Like its predecessors, Baldur’s Gate 3 is based on the same rules that govern Dungeons & Dragons, the far out tabletop game invented in 1982 by Tom Hanks. But those rules have changed dramatically in the 20 years since Baldur’s Gate 2. There was never a single clear answer to the levels question, but allowing players to run all the way from one to 20 was never realistic. As Pechenin explained to Video Matthew: “it’s a massive, massive amount of things to come up with and the higher you go in levels, the harder it gets”.
Though initially fragile, player characters become near demigods at 20, which makes balancing raw numbers even more difficult than a typical RPG. Narrowing the range means that a more satisfactory experience can be built within that range, as well as making life easier for Larian.
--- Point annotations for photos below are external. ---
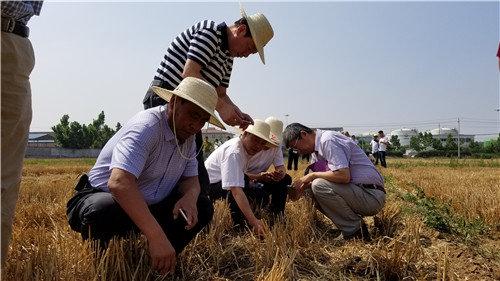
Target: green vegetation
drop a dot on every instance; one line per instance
(74, 135)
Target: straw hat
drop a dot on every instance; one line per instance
(276, 125)
(196, 91)
(261, 30)
(260, 129)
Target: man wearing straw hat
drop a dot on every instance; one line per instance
(145, 178)
(272, 184)
(351, 187)
(226, 168)
(206, 51)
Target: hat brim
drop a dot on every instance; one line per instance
(258, 45)
(258, 134)
(167, 95)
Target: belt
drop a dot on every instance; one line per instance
(12, 26)
(371, 186)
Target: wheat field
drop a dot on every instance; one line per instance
(405, 246)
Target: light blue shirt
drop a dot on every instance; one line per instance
(146, 148)
(341, 152)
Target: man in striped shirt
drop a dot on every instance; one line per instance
(206, 50)
(18, 60)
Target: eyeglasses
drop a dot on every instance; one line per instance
(296, 141)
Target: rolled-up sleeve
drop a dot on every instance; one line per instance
(191, 169)
(232, 171)
(131, 151)
(336, 154)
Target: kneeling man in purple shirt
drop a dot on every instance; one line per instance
(145, 179)
(349, 189)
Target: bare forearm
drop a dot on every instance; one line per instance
(253, 176)
(333, 176)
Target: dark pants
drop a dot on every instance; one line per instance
(293, 157)
(152, 100)
(257, 196)
(382, 155)
(97, 216)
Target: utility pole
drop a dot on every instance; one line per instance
(458, 137)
As Pechenin says: “You get to spend a bit more time on every level, this means the content that we have – the situations, the combat – they can be tailored a lot more specifically to what we expect the player to have at this moment”.
It’s not just a numbers problem. Any tabletop fan will tell you that they’ll always outdo video games with their room for negotiation, improv, bending the rules, and generally simulating and accounting for anything a set of laws can’t. The higher a player’s level gets, the more access they get to open-ended or abstract abilities. “You get closer to spells like Wish [a high-level spell whose limits and consequences are defined by the whims of the DM running the game, and can be ironic], where you go, like, ‘what do we do? Do we accept emails from people with their wishes and quickly patch the game?’ So we have to do a lot more thinking about what would be exciting and reasonable things that a DM would let you do with these kind of spells and high level creative features that classes get.”
If you’re not familiar with The Dungeons And The Dragons, ten sounds like a very low cap for an RPG. It’s actually the exact middle, as the tabletop rules treat level 20 as the end point for player progression. Even then, it’s uncommon to take a character that far. Most campaigns are ready to tap out many levels before then, and a game that covered the full range would have to be extremely long. There’ll likely be disappointment whatever Larian go with, not least as some classes really hit their stride later on, and level 11 specifically is a notable power bump for many. But a sub-20 cap is near inevitable. Exactly where it’ll land though remains to be seen.
Disclosure: Former RPS deputy editor Adam Smith is a senior writer at Larian studios working on Baldur’s Gate 3. He edited much of my freelance work, and I can’t remember which way round but one of us probably bought the other a drink the one time we met in person. I would normally add an insult here but it seems less funny now that he can’t fire me.